OZ Minerals uses open data and a $1 million incentive to unearth hidden treasure

deCODES
The three month long journey to data-driven discovery on the Explorer Challenge concluded on Friday 31 May 2019, with over one thousand global participants from sixty-two countries digging through more than six terabytes of public and private exploration data from OZ Minerals’ Mount Woods tenement in northern South Australia.

In addition to a A$1 million prize pool, the winning models on the Explorer Challenge will be tested in real life, with the top targets scheduled to be drilled by the end of 2019 with the prospect of unearthing the next big Australian mineral deposit.

Economic mineral deposits have become increasingly difficult to find.
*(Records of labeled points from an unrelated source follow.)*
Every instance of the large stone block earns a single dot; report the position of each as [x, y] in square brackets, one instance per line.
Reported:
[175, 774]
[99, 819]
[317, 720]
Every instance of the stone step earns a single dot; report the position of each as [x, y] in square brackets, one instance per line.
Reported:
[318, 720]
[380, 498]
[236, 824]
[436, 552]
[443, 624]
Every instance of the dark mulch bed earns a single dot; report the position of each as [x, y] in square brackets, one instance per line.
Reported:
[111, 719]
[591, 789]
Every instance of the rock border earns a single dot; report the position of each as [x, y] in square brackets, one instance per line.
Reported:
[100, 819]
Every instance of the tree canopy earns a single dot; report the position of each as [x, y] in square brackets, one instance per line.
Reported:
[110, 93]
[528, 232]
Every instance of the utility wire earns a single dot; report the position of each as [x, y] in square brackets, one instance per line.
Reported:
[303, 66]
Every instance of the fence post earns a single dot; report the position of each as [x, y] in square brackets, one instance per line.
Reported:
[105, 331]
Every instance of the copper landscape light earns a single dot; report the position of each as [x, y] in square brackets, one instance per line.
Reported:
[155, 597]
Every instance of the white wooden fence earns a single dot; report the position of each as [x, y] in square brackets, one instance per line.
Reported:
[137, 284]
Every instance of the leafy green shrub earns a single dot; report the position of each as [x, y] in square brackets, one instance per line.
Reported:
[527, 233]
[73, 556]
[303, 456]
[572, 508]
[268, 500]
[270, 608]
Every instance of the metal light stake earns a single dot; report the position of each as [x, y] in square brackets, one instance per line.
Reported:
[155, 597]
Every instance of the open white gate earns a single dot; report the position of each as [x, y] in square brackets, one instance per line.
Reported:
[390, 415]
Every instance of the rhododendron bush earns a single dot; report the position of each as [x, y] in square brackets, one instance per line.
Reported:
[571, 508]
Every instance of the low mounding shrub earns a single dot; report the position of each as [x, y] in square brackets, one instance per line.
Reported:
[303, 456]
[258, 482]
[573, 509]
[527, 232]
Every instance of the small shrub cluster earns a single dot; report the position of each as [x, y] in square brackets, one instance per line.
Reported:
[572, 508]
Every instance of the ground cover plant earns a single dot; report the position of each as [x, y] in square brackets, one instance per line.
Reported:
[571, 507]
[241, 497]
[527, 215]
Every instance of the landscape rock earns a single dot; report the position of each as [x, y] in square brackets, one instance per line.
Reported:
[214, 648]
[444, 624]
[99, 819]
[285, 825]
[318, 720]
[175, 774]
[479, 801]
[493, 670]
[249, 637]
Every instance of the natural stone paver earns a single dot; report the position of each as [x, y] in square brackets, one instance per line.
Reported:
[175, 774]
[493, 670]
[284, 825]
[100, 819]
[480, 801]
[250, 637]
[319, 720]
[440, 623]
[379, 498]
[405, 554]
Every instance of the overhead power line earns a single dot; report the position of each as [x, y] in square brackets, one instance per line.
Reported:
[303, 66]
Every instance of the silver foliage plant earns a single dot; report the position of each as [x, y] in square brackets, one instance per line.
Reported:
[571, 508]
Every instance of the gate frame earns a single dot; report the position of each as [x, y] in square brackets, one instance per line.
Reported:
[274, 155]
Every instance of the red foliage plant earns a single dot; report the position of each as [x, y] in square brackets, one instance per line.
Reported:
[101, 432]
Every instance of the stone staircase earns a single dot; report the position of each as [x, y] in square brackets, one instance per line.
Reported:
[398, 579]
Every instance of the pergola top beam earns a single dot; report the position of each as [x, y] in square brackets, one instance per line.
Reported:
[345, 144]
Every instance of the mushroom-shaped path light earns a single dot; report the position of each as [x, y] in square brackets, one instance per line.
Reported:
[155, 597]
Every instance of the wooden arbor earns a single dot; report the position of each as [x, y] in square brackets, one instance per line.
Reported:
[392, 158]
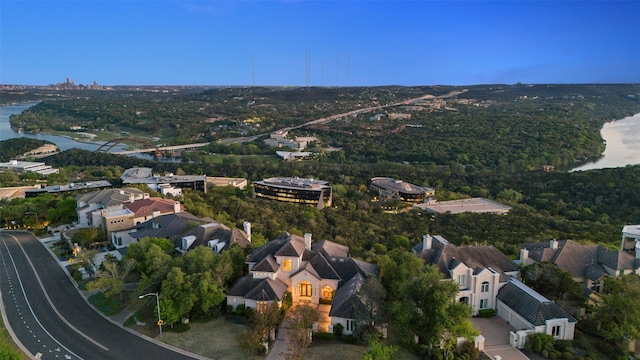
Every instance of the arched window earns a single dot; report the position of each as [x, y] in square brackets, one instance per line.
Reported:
[327, 293]
[286, 265]
[304, 289]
Explorers seek new approaches to solve this problem and develop innovative processes and ways of working that can drive up the discovery rate, and in doing so, speed up the exploration lifecycle resulting in a more sustainable and efficient future for mineral exploration.

Modern mining company OZ Minerals partnered with energy and resources open innovation platform Unearthed to deliver this unique, online crowdsourcing competition, which involved the challenge and accompanying data being made available digitally to geologists, geoscientists and data scientists from around the world, who then competed to deliver the best solution.
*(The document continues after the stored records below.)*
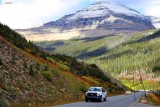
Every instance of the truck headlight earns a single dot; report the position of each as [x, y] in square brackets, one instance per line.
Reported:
[98, 94]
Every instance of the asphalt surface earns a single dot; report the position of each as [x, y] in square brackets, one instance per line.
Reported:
[115, 101]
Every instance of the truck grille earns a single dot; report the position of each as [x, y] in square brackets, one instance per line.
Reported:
[92, 94]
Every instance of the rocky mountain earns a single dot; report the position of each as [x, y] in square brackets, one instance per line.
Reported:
[29, 75]
[155, 21]
[99, 19]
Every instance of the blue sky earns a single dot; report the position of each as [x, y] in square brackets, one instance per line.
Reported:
[30, 13]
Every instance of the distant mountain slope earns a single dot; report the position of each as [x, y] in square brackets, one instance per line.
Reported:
[98, 19]
[28, 74]
[119, 55]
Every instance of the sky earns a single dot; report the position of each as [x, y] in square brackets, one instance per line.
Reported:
[21, 14]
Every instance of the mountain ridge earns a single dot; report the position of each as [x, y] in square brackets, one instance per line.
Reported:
[29, 75]
[98, 19]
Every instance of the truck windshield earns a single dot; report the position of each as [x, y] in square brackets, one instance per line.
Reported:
[94, 89]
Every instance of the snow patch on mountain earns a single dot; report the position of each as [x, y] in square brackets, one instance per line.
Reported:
[103, 8]
[155, 21]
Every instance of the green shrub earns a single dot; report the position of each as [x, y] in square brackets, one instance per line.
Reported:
[24, 65]
[31, 71]
[48, 75]
[1, 61]
[37, 66]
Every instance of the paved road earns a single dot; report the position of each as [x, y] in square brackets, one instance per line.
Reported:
[115, 101]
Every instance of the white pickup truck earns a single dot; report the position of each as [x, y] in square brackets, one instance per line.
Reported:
[96, 93]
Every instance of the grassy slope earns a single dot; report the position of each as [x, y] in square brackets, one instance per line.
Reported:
[118, 54]
[28, 74]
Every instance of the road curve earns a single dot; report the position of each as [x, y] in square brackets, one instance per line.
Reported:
[115, 101]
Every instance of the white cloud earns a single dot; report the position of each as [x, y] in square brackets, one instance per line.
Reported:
[152, 8]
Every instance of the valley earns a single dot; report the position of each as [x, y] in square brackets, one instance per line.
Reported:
[119, 55]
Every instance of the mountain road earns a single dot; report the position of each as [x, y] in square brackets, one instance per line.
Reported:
[114, 101]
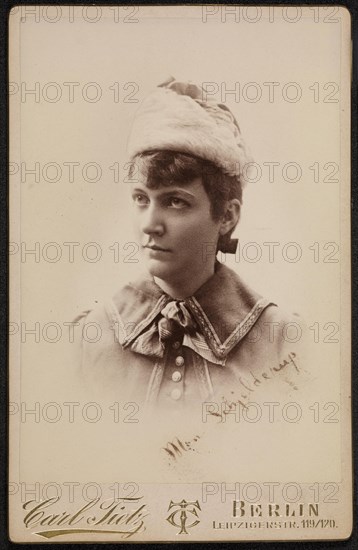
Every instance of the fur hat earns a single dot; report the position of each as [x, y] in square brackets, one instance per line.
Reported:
[178, 116]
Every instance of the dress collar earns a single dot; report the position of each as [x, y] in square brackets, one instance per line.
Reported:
[224, 307]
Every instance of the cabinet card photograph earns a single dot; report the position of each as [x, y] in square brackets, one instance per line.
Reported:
[179, 273]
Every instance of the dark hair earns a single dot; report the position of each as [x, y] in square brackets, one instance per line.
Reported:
[163, 168]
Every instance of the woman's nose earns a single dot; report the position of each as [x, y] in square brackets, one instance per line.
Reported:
[152, 221]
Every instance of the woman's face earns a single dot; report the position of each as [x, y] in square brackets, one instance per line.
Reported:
[175, 229]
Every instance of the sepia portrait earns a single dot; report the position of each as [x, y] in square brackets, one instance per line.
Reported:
[180, 273]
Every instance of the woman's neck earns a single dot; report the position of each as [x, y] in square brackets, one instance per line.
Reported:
[185, 287]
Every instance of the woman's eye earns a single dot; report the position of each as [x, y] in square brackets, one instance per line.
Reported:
[139, 199]
[176, 202]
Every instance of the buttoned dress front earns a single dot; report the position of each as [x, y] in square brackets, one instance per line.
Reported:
[240, 346]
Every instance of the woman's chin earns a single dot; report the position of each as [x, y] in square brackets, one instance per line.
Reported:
[160, 269]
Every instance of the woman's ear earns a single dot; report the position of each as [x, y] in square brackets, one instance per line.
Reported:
[231, 216]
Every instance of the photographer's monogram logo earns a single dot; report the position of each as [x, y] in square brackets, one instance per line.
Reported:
[182, 516]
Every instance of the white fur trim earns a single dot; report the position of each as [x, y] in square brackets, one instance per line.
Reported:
[168, 120]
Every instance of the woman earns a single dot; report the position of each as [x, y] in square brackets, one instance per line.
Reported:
[192, 331]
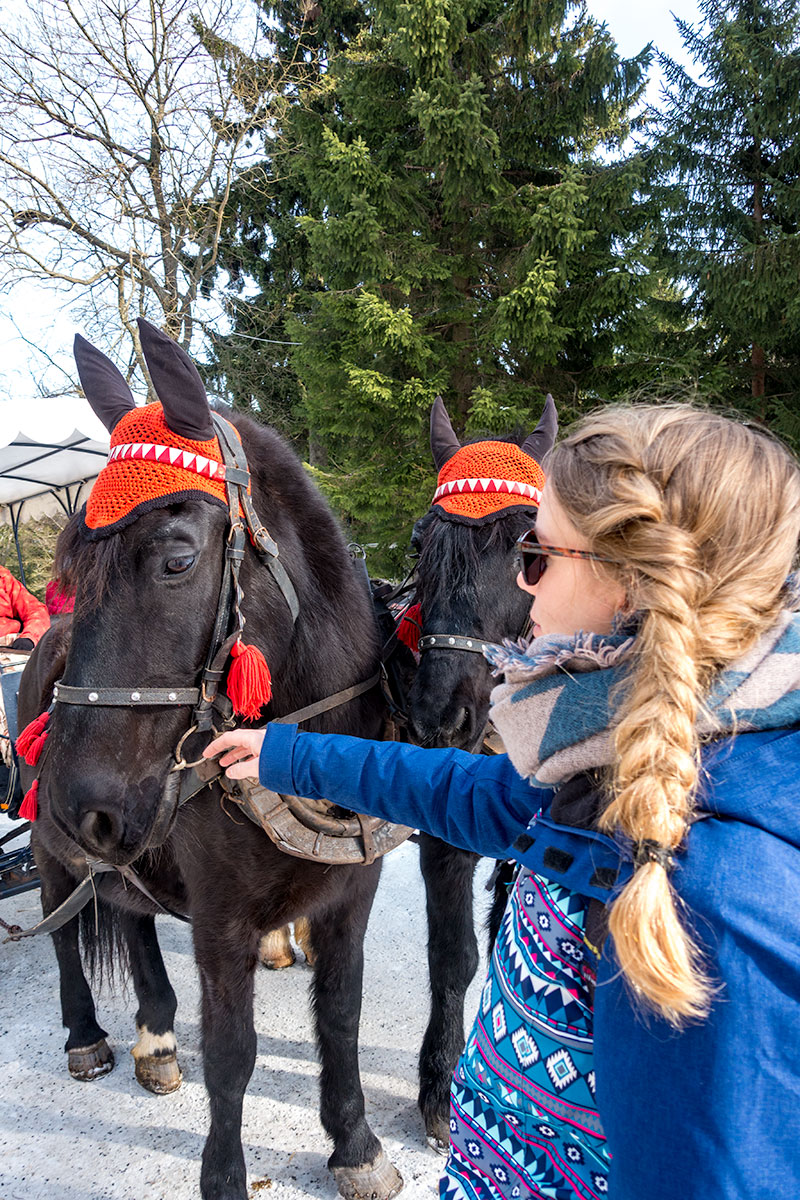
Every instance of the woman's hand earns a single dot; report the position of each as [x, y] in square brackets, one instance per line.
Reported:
[242, 748]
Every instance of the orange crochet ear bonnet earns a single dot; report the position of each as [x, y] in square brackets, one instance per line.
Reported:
[485, 479]
[149, 466]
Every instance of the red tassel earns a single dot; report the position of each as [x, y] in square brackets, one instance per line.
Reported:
[250, 684]
[31, 739]
[408, 631]
[29, 807]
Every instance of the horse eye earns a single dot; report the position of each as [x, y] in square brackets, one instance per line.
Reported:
[178, 565]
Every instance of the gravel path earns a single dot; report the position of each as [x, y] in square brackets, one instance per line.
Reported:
[112, 1140]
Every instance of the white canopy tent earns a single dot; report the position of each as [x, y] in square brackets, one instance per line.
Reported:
[50, 448]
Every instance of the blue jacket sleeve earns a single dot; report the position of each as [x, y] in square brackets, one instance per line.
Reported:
[475, 802]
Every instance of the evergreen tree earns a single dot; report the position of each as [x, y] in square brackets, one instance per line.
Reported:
[729, 145]
[452, 214]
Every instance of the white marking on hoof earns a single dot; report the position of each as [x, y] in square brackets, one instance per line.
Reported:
[275, 949]
[154, 1045]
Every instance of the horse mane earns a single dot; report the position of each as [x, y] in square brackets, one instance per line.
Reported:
[91, 563]
[335, 642]
[450, 553]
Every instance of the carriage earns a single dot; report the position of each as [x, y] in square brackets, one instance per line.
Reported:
[50, 450]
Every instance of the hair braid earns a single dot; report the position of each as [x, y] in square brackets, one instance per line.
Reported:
[703, 516]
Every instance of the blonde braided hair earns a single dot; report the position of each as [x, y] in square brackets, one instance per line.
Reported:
[703, 516]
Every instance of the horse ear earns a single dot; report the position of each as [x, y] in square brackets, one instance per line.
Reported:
[444, 442]
[178, 384]
[103, 385]
[542, 439]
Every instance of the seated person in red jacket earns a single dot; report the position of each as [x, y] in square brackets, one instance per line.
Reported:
[23, 618]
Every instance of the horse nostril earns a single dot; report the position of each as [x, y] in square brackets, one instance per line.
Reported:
[98, 831]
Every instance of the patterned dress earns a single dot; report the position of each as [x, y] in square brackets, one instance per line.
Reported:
[523, 1121]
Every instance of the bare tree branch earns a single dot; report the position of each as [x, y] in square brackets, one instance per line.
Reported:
[120, 137]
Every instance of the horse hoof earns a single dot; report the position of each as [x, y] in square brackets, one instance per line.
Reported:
[437, 1144]
[90, 1062]
[158, 1074]
[373, 1181]
[437, 1129]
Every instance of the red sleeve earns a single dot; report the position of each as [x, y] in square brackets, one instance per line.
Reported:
[30, 612]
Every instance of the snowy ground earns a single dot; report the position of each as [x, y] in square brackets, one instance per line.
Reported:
[112, 1140]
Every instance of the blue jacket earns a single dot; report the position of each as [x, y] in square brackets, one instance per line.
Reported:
[711, 1113]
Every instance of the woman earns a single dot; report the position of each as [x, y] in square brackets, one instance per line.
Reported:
[638, 1035]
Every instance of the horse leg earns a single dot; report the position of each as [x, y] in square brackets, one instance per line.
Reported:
[155, 1054]
[302, 937]
[452, 963]
[359, 1163]
[89, 1055]
[275, 949]
[227, 964]
[501, 881]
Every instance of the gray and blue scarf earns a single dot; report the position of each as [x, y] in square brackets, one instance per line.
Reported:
[554, 709]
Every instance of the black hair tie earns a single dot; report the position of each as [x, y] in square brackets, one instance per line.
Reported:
[650, 851]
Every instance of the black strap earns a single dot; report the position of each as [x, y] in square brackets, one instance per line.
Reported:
[124, 697]
[324, 706]
[452, 642]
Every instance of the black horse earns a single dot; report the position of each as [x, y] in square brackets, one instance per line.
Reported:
[465, 587]
[146, 599]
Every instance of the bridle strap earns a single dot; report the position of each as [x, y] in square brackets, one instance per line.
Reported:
[125, 697]
[452, 642]
[238, 478]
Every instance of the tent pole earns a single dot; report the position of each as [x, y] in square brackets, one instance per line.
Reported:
[14, 526]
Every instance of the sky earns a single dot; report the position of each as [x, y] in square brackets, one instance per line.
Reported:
[37, 313]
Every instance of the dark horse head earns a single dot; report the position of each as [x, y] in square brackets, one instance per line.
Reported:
[148, 558]
[465, 574]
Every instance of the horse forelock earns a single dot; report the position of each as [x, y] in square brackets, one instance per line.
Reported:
[455, 555]
[334, 643]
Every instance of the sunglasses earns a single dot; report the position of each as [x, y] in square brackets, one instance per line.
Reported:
[531, 556]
Congratulations to the Explorer Challenge winners:
Team Guru

1st Prize (A$500,000): Team Guru - Michael Rodda, Jesse Ober, and Glen Willis.

Background: Michael was the data scientist for the team, Jesse has a background in environmental science and GIS, and Glen has a background in process engineering in the field of oil and gas and has a keen interest in data science.
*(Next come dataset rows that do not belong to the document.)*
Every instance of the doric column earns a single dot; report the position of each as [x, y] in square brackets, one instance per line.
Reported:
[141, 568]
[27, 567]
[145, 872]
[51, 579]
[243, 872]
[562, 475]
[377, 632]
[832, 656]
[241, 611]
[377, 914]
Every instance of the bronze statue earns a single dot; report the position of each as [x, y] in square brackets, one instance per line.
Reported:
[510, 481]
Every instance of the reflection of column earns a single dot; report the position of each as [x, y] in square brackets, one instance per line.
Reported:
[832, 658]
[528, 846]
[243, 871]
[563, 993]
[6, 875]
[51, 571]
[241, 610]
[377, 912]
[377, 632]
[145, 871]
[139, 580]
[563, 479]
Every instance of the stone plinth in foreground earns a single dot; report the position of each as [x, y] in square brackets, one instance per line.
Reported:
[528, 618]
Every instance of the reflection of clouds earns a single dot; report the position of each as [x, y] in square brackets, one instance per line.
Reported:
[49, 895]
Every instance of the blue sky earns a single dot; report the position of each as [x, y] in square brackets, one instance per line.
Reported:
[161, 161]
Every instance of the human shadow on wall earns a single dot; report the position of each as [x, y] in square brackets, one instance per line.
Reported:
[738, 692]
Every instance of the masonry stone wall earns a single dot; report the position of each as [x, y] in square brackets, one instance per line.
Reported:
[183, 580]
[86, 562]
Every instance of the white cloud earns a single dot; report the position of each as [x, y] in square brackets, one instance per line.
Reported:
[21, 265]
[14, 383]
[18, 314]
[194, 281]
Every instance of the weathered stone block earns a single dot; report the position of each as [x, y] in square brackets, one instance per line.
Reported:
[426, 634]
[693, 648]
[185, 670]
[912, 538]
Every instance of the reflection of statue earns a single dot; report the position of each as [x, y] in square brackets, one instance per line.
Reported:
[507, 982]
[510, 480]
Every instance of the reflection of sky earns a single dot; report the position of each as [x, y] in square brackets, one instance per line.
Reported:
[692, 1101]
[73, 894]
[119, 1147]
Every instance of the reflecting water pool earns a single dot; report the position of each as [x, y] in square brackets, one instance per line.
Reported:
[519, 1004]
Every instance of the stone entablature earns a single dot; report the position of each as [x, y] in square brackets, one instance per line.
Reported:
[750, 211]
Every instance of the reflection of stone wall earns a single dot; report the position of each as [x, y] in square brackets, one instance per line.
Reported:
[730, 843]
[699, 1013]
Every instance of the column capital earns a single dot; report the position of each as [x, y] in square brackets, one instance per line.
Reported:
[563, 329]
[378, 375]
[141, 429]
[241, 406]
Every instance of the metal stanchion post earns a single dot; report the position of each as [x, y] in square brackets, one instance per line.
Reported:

Approach: Interpretable machine learning models for mineral exploration using geochemistry, geophysics and surface geology.

Winning first prize gives our team the confidence in our data science abilities and cements our passion to shake up mineral exploration. We definitely plan to keep chipping away at this problem - we’ve barely scratched the surface of the value we could potentially get out of the data."

2nd Prize (A$200,000): DeepSightX - Dong Gong, Javen Qinfeng Shi, Zifeng Wu, Hao Zhang, Ehsan Abbasnejad, Lingqiao Liu, Anton van den Hengel, Karl Hornlund, and John Alexander Anderson.

DeepSightX

Background: The DeepSightX team exploited multi-disciplinary skills at the intersection of artificial intelligence and geoscience. Researchers from the Australian Institute for Machine Learning (AIML) and the Institute of Minerals and Energy Resources (IMER) - both hosted by the University of Adelaide – collaborated with industry experts in minerals exploration (Austrike Resources) and geoscientific modelling (Gondwana Geoscience).

Approach: DeepSightX used a multidisciplinary approach to generate an AI model, DeepSight, which provides promising exploration targets in the Prominent Hill Region (PHR) supported by best practice geoscience.

The next step is to seek supports from all levels of the university, build capability, and start commercialisation process. We have a few ideas. We will consider all options and develop a holistic strategic plan for the future. The competition is a prelude for DeepSightX, and we look forward to the exciting journey ahead.
Team Cyency

3rd Prize (A$100,000): Cyency - Hugh Sanderson, Derek Carter, and Chris Green.

Background: Cyency has a strong data science and geoscience background. Hugh has been practising deep learning for several years, Derek has been involved with the technical and software side of mining for over 10 years, and Chris is an experienced geologist who is always looking for innovative ways of doing things.

Approach: "With so much data, it was difficult to know where to start, so we started with what we knew - the results from the Data Science Stream. We had a set of models that we knew were pretty good at predicting mineralisation across Australia, so we ran them over the tenement...we applied several data science techniques to estimate a set of candidate points, and then selected the 10 best of these."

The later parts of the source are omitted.